Brussels sprouts get a glow-up … discover how to make them delicious


If ever a vegetable needed a makeover, it’s the maligned Brussels sprout.  Carrying the reputation of boarding school tales of bitter bullets rendered grey by long boiling, it’s time for Brussels sprouts to get a glow-up, to reveal their true selves. The secret is in the cooking and what you pair with them – read on to find out how to make them delicious!

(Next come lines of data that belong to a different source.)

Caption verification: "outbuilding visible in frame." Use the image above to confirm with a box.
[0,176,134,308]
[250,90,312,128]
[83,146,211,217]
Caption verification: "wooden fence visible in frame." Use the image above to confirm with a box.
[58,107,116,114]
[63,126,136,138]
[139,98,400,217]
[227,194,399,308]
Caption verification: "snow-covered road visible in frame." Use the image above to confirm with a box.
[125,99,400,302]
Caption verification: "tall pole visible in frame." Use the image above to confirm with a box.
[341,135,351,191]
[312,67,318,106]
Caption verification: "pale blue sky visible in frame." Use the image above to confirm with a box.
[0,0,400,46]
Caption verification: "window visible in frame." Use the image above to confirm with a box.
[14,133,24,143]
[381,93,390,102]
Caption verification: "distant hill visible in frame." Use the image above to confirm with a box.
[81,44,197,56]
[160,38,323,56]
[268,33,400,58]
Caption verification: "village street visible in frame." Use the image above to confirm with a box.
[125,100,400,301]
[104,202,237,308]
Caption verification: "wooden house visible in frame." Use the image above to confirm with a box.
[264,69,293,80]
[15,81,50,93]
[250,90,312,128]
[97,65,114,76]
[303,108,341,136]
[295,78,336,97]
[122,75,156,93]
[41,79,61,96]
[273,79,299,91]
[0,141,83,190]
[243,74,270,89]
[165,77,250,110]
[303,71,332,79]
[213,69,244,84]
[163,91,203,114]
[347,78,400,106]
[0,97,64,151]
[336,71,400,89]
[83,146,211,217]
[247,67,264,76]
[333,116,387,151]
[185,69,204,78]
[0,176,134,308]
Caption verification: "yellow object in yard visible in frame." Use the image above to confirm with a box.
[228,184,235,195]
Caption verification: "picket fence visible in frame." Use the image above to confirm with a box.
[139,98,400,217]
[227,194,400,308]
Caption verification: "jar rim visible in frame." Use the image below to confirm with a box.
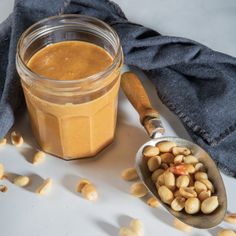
[16,14,123,84]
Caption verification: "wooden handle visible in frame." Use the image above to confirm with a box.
[121,72,159,124]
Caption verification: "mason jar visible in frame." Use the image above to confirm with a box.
[16,14,123,160]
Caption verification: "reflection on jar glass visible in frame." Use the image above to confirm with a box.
[16,15,123,160]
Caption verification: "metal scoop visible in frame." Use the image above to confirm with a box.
[121,72,227,229]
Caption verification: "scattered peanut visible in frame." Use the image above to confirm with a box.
[156,141,176,152]
[147,156,161,172]
[158,185,174,205]
[0,163,4,179]
[32,151,45,164]
[11,131,24,147]
[147,197,160,208]
[217,229,236,236]
[121,168,138,181]
[81,183,98,201]
[172,147,191,156]
[171,197,185,211]
[36,178,52,195]
[201,196,219,214]
[224,213,236,224]
[173,218,192,233]
[76,179,91,193]
[13,176,30,187]
[130,182,148,197]
[184,197,201,214]
[130,219,144,236]
[0,138,7,147]
[143,146,159,157]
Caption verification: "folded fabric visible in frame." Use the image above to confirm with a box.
[0,0,236,177]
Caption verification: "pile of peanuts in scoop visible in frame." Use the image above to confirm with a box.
[143,141,219,214]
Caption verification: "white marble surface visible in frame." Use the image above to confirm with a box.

Brussels sprouts belong to the Brassica family along with cabbage, cauliflower, broccoli, kale, and kohlrabi. They are grown for their edible buds which look like tiny cabbages. They were first cultivated in Belgium in the 1700s, hence their name.  These tiny packages deliver a nutritional punch – rich in vitamins C, K and B6 as well as potassium, iron, thiamine, magnesium and phosphorous. They are high in fibre and low in calories.


When buying, choose compact, bright green sprouts which feel hard when squeezed. Smaller sprouts are sweeter. Prepare them by washing them whole and removing any loose outside leaves especially if they are yellowing. The stems are quite tough so trim them down to just where the leaves come out and cut a cross in the bottom to allow them to cook at the same rate as the rest of the sprout. They can be left whole, if small, or halved.


Brussels sprouts can be cooked in a few different ways. The bitterness Brussels sprouts are known for is due to a compound released if they are cooked for a long time. So the key is to cook them quickly on high heat. The exception is slow cooking where you can add honey and other flavourings to balance any bitterness.  Here are a few ideas:


Boiled and buttered - To retain their bright green colour, boil them in water for no more than 8 minutes, drain and toss with butter, sea salt and herbs.

As a tray bake - lay washed, halved sprouts cut side down on a tray, add sliced garlic, salt and pepper, drizzle with olive oil and toss. Roast at 200C for 25 minutes, turning over in the last 10 minutes for even browning. If you wish, add cooked, crumbled bacon, toasted pecans, and some soaked, dried cranberries. Alternatively, simply drizzle with a high quality aged balsamic after cooking or add a sweet balsamic glaze before roasting.

Sautéed in a pan - sauté in a heavy-bottomed pan (ideally cast iron) for 10 minutes in olive oil until nicely caramelised, season and add a splash of balsamic vinegar, a shaving of parmesan and a handful of toasted pine nuts.

Slow cooked - put 1kg of washed, trimmed, and halved Brussels sprouts into a slower cooker, add 6 slices of cooked and chopped bacon and half a cup of chopped onion. Mix 3 tbsp melted butter, 1 tbsp honey, salt, and pepper, ¼ cup of water and 2 cloves of crushed garlic and pour over the sprouts. Cover and cook on low for 3-4 hours or on high for 2 hours.